Der zweite Block führte zwei unterschiedliche Blickweisen auf die Kunstgeschichte der 1930er- und 1940er-Jahre in Polen zusammen. JAGODA ZAŁĘSKA-KACZKO (Gdańsk) erforscht „Architektur und Stadtplanung in Danzig in den Jahren 1933–1945“, wobei sie im Sinne einer Grundlagenforschung bisher ungehobenes Material zur Stadtplanungspolitik des nationalsozialistischen Besatzungsregimes in der „Freien Stadt Danzig“, die zur Hauptstadt des neuen Reichsgaus Danzig-Westpreußen gestaltet werden sollte, sammelt und beschreibt und – perspektivisch – vergleichend auswertet.

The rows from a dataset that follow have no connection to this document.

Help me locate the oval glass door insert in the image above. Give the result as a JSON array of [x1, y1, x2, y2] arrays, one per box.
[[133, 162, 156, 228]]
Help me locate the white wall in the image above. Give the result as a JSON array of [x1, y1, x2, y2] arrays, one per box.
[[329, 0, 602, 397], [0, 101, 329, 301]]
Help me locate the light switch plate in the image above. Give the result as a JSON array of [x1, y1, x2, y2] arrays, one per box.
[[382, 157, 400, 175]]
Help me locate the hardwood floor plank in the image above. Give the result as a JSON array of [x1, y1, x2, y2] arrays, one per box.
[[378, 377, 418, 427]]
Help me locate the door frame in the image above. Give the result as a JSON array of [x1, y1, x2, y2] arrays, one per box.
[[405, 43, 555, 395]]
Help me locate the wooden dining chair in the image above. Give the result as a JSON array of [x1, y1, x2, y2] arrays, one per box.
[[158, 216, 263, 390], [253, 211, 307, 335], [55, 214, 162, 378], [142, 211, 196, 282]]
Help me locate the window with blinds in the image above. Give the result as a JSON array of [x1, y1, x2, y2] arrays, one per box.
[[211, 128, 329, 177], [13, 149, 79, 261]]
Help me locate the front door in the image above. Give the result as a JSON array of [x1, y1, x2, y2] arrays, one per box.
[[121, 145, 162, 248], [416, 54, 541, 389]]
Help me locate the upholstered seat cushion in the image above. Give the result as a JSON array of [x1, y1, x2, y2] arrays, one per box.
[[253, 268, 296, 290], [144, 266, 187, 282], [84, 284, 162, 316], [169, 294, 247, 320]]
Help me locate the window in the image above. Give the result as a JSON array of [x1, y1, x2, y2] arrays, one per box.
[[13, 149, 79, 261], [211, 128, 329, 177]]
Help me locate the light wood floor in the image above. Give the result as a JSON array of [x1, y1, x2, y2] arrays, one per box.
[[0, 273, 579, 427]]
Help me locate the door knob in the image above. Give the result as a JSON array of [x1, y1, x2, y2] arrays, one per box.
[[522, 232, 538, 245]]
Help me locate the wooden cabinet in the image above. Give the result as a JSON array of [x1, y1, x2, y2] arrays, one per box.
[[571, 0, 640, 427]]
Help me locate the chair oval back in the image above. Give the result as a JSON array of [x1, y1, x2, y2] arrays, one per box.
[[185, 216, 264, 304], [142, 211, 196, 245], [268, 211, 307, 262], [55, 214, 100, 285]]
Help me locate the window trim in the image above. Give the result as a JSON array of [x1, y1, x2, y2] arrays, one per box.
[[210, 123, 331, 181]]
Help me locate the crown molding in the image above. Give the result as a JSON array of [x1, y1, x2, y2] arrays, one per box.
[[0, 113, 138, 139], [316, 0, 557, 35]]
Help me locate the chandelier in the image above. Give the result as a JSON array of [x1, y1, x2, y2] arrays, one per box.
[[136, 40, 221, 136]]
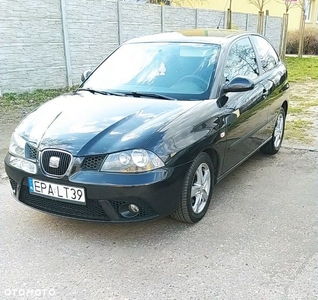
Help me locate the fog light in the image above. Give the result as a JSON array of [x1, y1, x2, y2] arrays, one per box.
[[119, 203, 140, 218], [128, 204, 139, 213]]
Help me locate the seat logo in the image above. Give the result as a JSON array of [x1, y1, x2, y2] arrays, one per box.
[[49, 156, 60, 169]]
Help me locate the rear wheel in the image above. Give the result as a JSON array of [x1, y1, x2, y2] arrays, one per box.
[[260, 107, 286, 154], [171, 152, 214, 223]]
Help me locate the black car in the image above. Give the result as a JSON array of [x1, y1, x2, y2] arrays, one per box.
[[5, 29, 289, 223]]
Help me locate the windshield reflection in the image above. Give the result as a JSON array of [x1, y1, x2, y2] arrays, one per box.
[[82, 43, 220, 99]]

AGATA PIETRASIK (Berlin) diskutierte in ihrem thesengesättigten Beitrag „Art in Crisis – Artistic Practice from Poland in the Decade of 1939–1949“ die Frage nach der ethischen, ja im Sinne von Giorgio Agamben Humanität erst konstituierenden Dimension von Kunst. Sie untersuchte diese Frage einerseits anhand von Werken, die während des Zweiten Weltkrieges in Konzentrationslagern auf polnischem Territorium entstanden sind (und heute gemeinhin eher als Zeitzeugnisse denn als Kunst betrachtet werden) und andererseits entlang der zeitgenössischen Reflexion von Zerstörungen kultureller Sachwerte im Zuge des Krieges. Sie zeigte die ungebrochene Kontinuität der unter Kriegs- und Terrorbedingungen entstandenen Kunst mit Leitlinien der Vorkriegsavantgarde und bis in die Nachkriegsmoderne, wobei die Agambensche These auch gerade für diese letztere zu gelten habe.

Der letzte Block zollte dem verstärkten Interesse an zeitgeschichtlich relevanten Formen der künstlerischen Intervention Tribut. SERAINA RENZ (Zürich) stellte in ihrem Vortrag „Performance- und Konzeptkunst in Belgrad 1970-1980“ das in der Folge von Studentenprotesten gegründete Studentische Kulturzentrum (Studentski kulturni centar, SKC) und die von den Initiatoren veranstaltete Ausstellung „Drangilarijum“ vor. Diese bestand anstelle deklarierter Kunstwerke aus mitgebrachten Objekten, die Erinnerungen und Fantasien des jeweiligen Künstlers gleichsam mit sich trugen. Anders als beispielsweise bei Ready-Mades war hier die Rückkopplung an das Individuum konstitutiv. Auf diesem Umweg konnte, so Renz‘ These, der Künstler als Subjekt thematisiert werden, worin – mehr noch als in den Alltagsobjekten selbst – eine Herausforderung an die kulturpolitisch sanktionierte Auffassung von Kunst und ihrer Rolle in der Gesellschaft formuliert war.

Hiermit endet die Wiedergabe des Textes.